Spatio-Temporal architecture to solve dynamic combinatorial optimization and this code base build on top of the following code (https://github.com/wouterkool/attention-learn-to-route).

Currently, dynamic versions of Travelling Salesmen Problem (TSP) and Vehicle Routing Problem (VRP) are supported.

Installation

Install following libraries

Or use env.yml for the complete list of libraries. You can use Anaconda for the installation.

Generate Data

Use the following script to generate test graph instances.

E.g: To generate 100 graphs with 20 nodes for dynamic TSP

python generate_data.py 
  --problem dynamic_tsp 
  --name <dataset_name> 
  --seed 4321 
  --graph_size 20 
  --dataset_size 100

For dynamic VRP use --problem dynamic_cvrp

Train GTA-RL

Use the following script to start training GTA-RL for dynamic TSP with

python run.py
  --problem dynamic_tsp
  --model st_attention
  --graph_size 20 
  --baseline rollout 
  --run_name 'dynamic_tsp' 
  --val_dataset <location of the generated validation dataset>

If the --val_dataset is not provided, the validation dataset will be automatically generated.

To enable GTA-RL in real-time mode use "--use_single_time"

Refer to options.py for the complete list of parameters

Pretrained models

The pretrained models are available under pretrained folder. E.g. pretrained/dynamic_tsp_20 contains the trained model for dynamic tsp with 20 nodes

Testing

Use the following script to evaluate the trained model.
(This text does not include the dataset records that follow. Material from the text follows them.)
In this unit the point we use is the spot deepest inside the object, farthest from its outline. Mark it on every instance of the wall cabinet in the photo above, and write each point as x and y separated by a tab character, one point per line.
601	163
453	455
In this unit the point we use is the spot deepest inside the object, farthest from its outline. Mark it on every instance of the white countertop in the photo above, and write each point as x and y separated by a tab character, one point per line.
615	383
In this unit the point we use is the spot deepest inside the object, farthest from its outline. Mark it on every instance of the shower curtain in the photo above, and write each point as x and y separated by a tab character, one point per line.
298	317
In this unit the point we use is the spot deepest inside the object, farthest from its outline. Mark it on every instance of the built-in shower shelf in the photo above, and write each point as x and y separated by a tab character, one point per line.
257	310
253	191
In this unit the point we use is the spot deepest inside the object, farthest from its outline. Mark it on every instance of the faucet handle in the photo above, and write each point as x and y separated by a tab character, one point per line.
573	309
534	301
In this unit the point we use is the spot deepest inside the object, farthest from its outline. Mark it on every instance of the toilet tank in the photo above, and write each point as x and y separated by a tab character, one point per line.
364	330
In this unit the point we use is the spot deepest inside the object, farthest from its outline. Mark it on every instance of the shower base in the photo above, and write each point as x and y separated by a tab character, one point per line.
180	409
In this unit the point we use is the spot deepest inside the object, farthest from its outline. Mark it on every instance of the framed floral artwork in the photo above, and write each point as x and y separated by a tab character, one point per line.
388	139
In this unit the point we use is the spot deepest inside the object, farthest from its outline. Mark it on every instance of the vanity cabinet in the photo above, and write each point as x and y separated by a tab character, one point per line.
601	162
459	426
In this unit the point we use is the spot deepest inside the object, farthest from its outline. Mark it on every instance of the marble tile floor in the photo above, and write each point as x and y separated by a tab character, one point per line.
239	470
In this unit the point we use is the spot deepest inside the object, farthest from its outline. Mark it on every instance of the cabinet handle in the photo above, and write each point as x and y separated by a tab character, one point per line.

python eval.py <location of the generated dataset> 
  --model pretrained/dynamic_tsp_20/GTA-RL/
  --decode_strategy <decode stratergy> 
  --eval_batch_size 1

Possible options for --decode_strategy are "greedy" and "bs" (for beam search). Use --width with "bs" option.

Visualization

Use the following script to visualize the solution.

python eval.py <location of the generated dataset>
  --model pretrained/dynamic_tsp_20/GTA-RL/
  --decode_strategy <decode stratergy> 
  --eval_batch_size 1
  --plot
  --plot_index <index of the batch to plot>

For now, only the dynamic TSP problem works with plotting. Use --use_gurobi to plot the solution with gurobi to the same plot_index

Acknowledgements

We thank attention learning to route [https://github.com/wouterkool/attention-learn-to-route] for an easily extendable codebase.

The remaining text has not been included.